Simplifying Derivatives with the Chain Rule

[1MileCrash]

Homework Statement

$f(x) = ln(x+\sqrt{x^2+1})$

Homework Equations

The Attempt at a Solution

First, I applied the chain rule.

$[\frac{1}{x+\sqrt{x^2+1}}]Dx[x+\sqrt{x^2+1}]$

Second, to find $Dx[x+\sqrt{x^2+1}]$, I broke it into two derivatives. Derivative of x is 1, so

$1 + Dx[\sqrt{x^2+1}]$

To find $Dx[\sqrt{x^2+1}]$, I applied the chain rule once more.

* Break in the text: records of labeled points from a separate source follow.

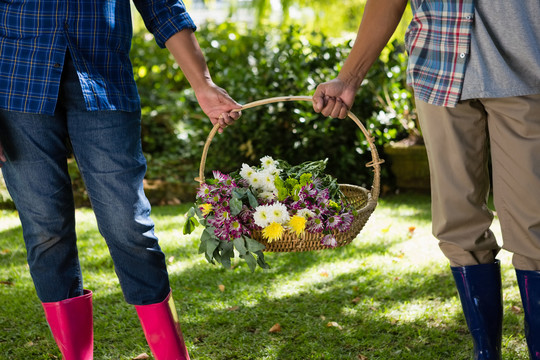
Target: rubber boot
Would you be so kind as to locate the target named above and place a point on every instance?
(529, 287)
(71, 324)
(479, 288)
(162, 330)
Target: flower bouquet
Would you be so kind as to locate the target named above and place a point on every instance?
(276, 207)
(251, 208)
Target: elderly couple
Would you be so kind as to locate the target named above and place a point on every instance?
(65, 73)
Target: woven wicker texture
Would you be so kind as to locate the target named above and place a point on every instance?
(363, 200)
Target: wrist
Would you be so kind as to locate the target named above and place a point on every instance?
(351, 79)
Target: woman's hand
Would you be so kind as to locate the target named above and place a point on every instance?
(218, 105)
(334, 98)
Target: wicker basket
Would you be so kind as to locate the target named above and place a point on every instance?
(363, 200)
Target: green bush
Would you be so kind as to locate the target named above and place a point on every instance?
(253, 65)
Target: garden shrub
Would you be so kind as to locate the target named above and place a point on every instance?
(257, 64)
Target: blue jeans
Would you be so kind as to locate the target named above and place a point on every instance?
(107, 147)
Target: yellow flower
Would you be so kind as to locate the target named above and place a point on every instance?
(206, 209)
(298, 224)
(273, 231)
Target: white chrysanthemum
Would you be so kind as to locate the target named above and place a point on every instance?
(273, 170)
(267, 195)
(247, 172)
(256, 180)
(305, 213)
(263, 216)
(280, 213)
(267, 180)
(267, 162)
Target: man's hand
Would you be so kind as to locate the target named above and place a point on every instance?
(333, 98)
(2, 156)
(218, 105)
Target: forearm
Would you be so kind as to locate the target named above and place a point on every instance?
(379, 22)
(186, 51)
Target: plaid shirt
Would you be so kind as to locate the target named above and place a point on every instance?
(438, 42)
(35, 34)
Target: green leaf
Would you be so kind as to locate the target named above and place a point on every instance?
(239, 245)
(206, 235)
(202, 246)
(253, 245)
(211, 246)
(227, 253)
(191, 212)
(252, 200)
(260, 260)
(239, 192)
(251, 261)
(190, 225)
(236, 206)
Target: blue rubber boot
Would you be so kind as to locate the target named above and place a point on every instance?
(479, 288)
(529, 287)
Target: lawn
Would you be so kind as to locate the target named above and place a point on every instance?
(388, 295)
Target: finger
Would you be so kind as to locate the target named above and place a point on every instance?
(329, 107)
(318, 103)
(235, 114)
(227, 119)
(338, 109)
(344, 112)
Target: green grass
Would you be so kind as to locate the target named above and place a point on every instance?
(390, 294)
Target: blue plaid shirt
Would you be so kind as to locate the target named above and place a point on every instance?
(438, 42)
(35, 35)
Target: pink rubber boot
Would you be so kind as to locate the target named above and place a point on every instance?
(162, 330)
(71, 324)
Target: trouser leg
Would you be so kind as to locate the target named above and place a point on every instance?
(458, 151)
(107, 147)
(514, 128)
(37, 178)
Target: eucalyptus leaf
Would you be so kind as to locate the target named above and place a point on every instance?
(240, 246)
(251, 261)
(227, 253)
(252, 200)
(236, 206)
(190, 225)
(260, 260)
(211, 245)
(253, 245)
(191, 212)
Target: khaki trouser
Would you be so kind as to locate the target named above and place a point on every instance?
(459, 142)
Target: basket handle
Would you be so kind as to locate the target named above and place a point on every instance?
(375, 163)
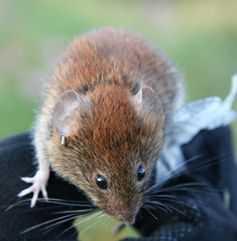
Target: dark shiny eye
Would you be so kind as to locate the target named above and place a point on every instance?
(141, 172)
(101, 182)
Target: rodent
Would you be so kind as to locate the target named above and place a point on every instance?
(102, 123)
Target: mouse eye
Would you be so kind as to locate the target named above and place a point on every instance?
(101, 182)
(141, 172)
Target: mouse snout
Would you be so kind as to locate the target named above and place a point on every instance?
(124, 214)
(127, 217)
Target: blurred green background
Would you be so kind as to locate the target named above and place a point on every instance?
(200, 36)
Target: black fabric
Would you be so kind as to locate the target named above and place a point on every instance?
(200, 212)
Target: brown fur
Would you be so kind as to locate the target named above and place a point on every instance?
(114, 133)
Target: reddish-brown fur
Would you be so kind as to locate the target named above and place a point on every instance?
(115, 132)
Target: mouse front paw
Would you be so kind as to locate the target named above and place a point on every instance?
(39, 183)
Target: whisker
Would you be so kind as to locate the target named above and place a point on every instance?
(74, 211)
(47, 222)
(49, 201)
(98, 218)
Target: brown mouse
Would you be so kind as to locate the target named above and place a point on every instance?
(104, 117)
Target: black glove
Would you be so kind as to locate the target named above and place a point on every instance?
(203, 217)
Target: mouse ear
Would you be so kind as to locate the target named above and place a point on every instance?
(144, 98)
(71, 104)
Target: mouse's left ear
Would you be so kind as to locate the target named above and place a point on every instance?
(68, 111)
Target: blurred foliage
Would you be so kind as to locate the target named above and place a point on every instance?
(200, 36)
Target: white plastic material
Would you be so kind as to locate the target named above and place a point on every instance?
(208, 113)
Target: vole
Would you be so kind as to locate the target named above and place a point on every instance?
(104, 118)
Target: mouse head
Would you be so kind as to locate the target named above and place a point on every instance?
(110, 140)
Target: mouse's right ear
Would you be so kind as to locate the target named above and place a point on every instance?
(68, 110)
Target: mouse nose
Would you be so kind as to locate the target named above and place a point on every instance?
(127, 218)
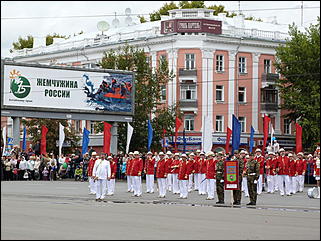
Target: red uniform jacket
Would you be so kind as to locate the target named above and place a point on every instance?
(161, 169)
(182, 173)
(260, 160)
(91, 166)
(137, 167)
(292, 168)
(301, 166)
(150, 166)
(210, 169)
(282, 164)
(175, 166)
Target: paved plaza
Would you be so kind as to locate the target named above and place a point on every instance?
(65, 210)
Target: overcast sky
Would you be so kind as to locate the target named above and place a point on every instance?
(11, 29)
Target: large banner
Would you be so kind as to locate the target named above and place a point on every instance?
(46, 88)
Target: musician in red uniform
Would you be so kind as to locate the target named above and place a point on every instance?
(136, 173)
(111, 183)
(261, 160)
(301, 169)
(92, 184)
(282, 169)
(183, 177)
(161, 175)
(174, 172)
(149, 170)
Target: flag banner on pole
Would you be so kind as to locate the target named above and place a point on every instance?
(130, 131)
(298, 137)
(251, 139)
(107, 138)
(85, 141)
(228, 138)
(150, 135)
(43, 145)
(24, 139)
(236, 134)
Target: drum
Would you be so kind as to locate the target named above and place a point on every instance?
(313, 192)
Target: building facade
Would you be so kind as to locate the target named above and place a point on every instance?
(222, 66)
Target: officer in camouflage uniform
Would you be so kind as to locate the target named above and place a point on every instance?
(237, 194)
(220, 178)
(253, 174)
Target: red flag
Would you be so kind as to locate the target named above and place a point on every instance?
(107, 137)
(178, 123)
(266, 121)
(43, 144)
(228, 137)
(298, 137)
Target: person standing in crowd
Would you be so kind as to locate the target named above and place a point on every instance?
(220, 180)
(261, 160)
(112, 182)
(101, 173)
(301, 166)
(136, 173)
(253, 174)
(91, 164)
(161, 174)
(149, 170)
(183, 177)
(282, 169)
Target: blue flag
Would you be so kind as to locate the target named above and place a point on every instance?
(236, 134)
(251, 139)
(85, 141)
(150, 135)
(24, 140)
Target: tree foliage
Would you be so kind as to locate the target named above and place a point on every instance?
(299, 66)
(147, 97)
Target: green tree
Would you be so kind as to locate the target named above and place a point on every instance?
(34, 130)
(299, 66)
(147, 97)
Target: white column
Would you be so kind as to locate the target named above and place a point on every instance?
(255, 92)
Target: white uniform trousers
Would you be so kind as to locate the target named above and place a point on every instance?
(260, 184)
(169, 182)
(203, 184)
(175, 183)
(270, 183)
(137, 185)
(293, 184)
(101, 188)
(300, 182)
(190, 182)
(111, 186)
(183, 188)
(150, 183)
(284, 184)
(161, 186)
(211, 183)
(92, 185)
(245, 187)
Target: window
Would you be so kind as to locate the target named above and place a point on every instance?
(243, 124)
(219, 123)
(242, 95)
(189, 123)
(189, 61)
(242, 65)
(188, 92)
(267, 66)
(219, 93)
(287, 126)
(219, 63)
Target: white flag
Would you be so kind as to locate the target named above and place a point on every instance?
(207, 138)
(130, 130)
(61, 137)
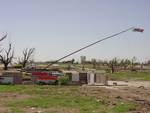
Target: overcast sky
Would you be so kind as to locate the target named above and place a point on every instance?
(58, 27)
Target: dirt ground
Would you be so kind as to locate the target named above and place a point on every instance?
(134, 91)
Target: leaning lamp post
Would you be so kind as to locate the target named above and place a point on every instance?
(111, 36)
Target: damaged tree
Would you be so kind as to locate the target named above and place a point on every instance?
(7, 56)
(27, 55)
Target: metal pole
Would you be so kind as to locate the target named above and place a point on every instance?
(89, 46)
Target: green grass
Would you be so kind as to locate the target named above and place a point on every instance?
(131, 76)
(62, 97)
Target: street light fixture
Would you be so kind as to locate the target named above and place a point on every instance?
(116, 34)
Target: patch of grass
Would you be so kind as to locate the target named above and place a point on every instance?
(54, 97)
(131, 76)
(11, 88)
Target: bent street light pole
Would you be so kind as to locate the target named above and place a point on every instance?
(132, 28)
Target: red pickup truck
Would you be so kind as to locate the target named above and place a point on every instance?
(45, 77)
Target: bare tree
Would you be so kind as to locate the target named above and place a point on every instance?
(3, 38)
(7, 56)
(27, 55)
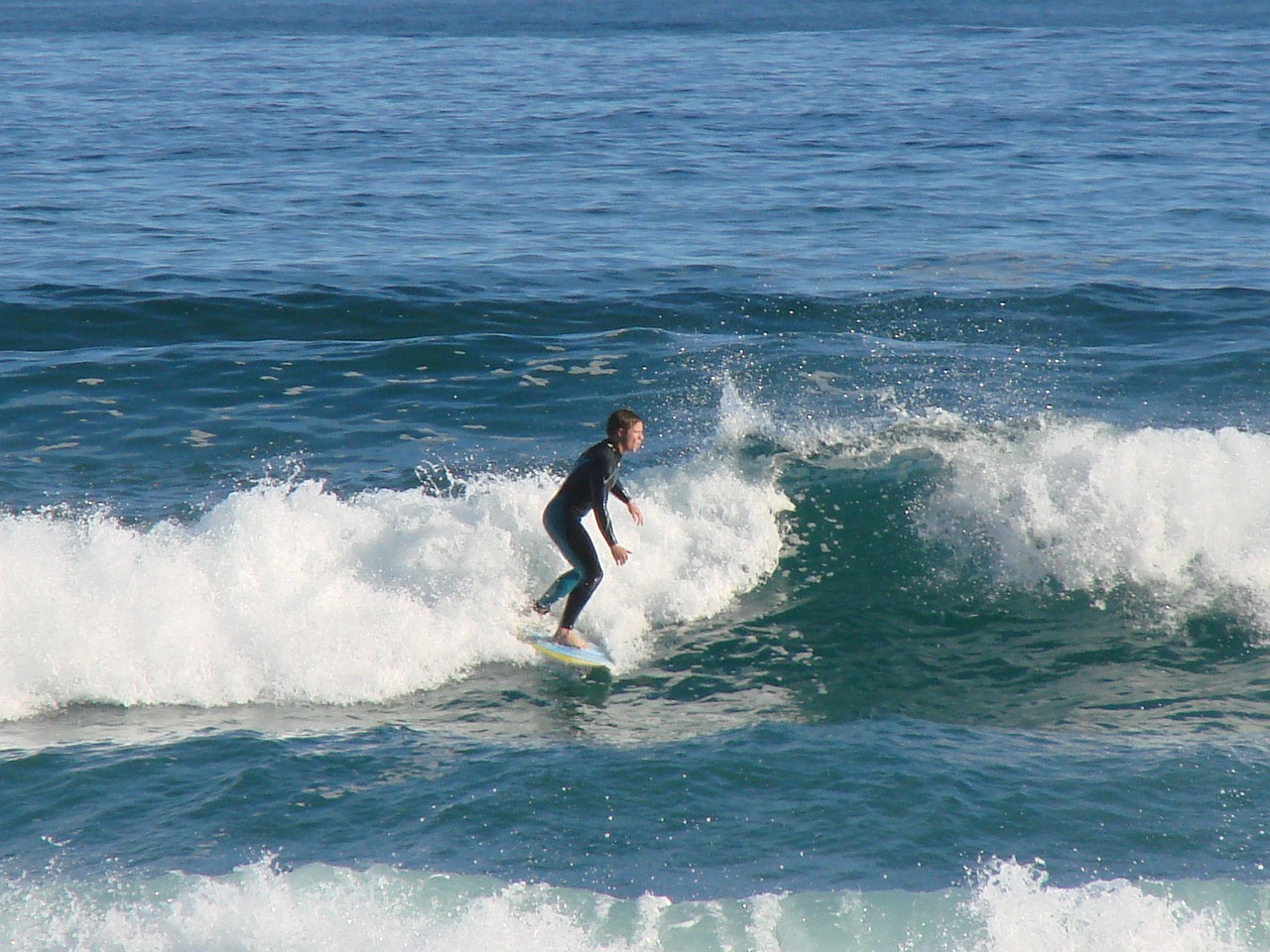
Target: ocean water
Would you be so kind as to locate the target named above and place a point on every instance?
(949, 625)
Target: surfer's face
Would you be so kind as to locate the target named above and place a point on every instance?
(631, 438)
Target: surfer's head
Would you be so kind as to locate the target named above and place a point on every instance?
(626, 430)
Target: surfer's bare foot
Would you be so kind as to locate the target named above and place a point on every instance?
(568, 636)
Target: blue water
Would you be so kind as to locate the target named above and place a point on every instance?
(949, 624)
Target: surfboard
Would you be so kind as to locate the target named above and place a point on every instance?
(578, 656)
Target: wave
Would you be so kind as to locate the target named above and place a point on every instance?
(290, 593)
(1180, 515)
(1008, 905)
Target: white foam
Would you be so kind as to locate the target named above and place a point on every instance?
(317, 907)
(1020, 912)
(289, 593)
(1184, 513)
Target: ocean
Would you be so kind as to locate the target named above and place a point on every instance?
(949, 624)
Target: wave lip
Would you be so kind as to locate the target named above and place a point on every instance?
(289, 593)
(1008, 906)
(1183, 513)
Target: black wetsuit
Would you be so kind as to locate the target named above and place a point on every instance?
(584, 490)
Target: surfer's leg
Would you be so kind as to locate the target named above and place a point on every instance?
(562, 587)
(590, 575)
(556, 521)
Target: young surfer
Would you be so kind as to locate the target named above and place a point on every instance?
(584, 490)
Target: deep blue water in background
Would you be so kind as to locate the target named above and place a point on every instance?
(948, 629)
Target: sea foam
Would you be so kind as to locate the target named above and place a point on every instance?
(1011, 907)
(291, 593)
(1182, 513)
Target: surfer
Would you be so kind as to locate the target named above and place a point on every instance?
(584, 490)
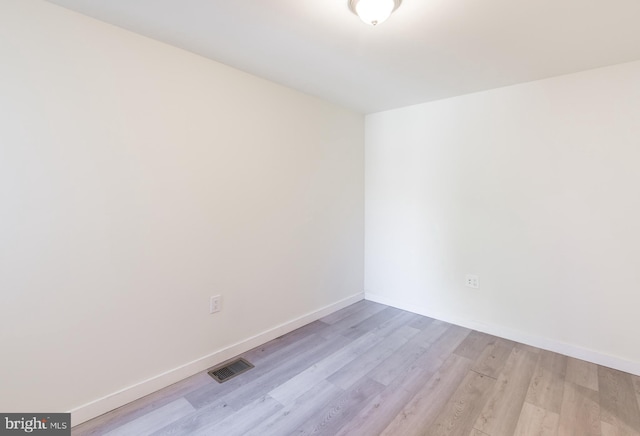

$[\frac{1}{2}][2x]\frac{1}{\sqrt{x^2+1}}$

I simplified this result to:

$\frac{x}{\sqrt{x^2+1}}$


Leading to and end-derivative of:

$[\frac{1}{x+\sqrt{x^2+1}}][1+\frac{x}{\sqrt{x^2+1}}]$

The book gives a much cleaner answer of $\frac{1}{\sqrt{x^2+1}}$

Is my answer equivalent? If yes, how would I get to that? If no, what part of the calculus did I screw up?


WOW, Nevermind!

 

[SammyS]

Do some algebra.

Find a common denominator for $\displaystyle 1+\frac{x}{\sqrt{x^2+1}}\,.$ & write as one fraction.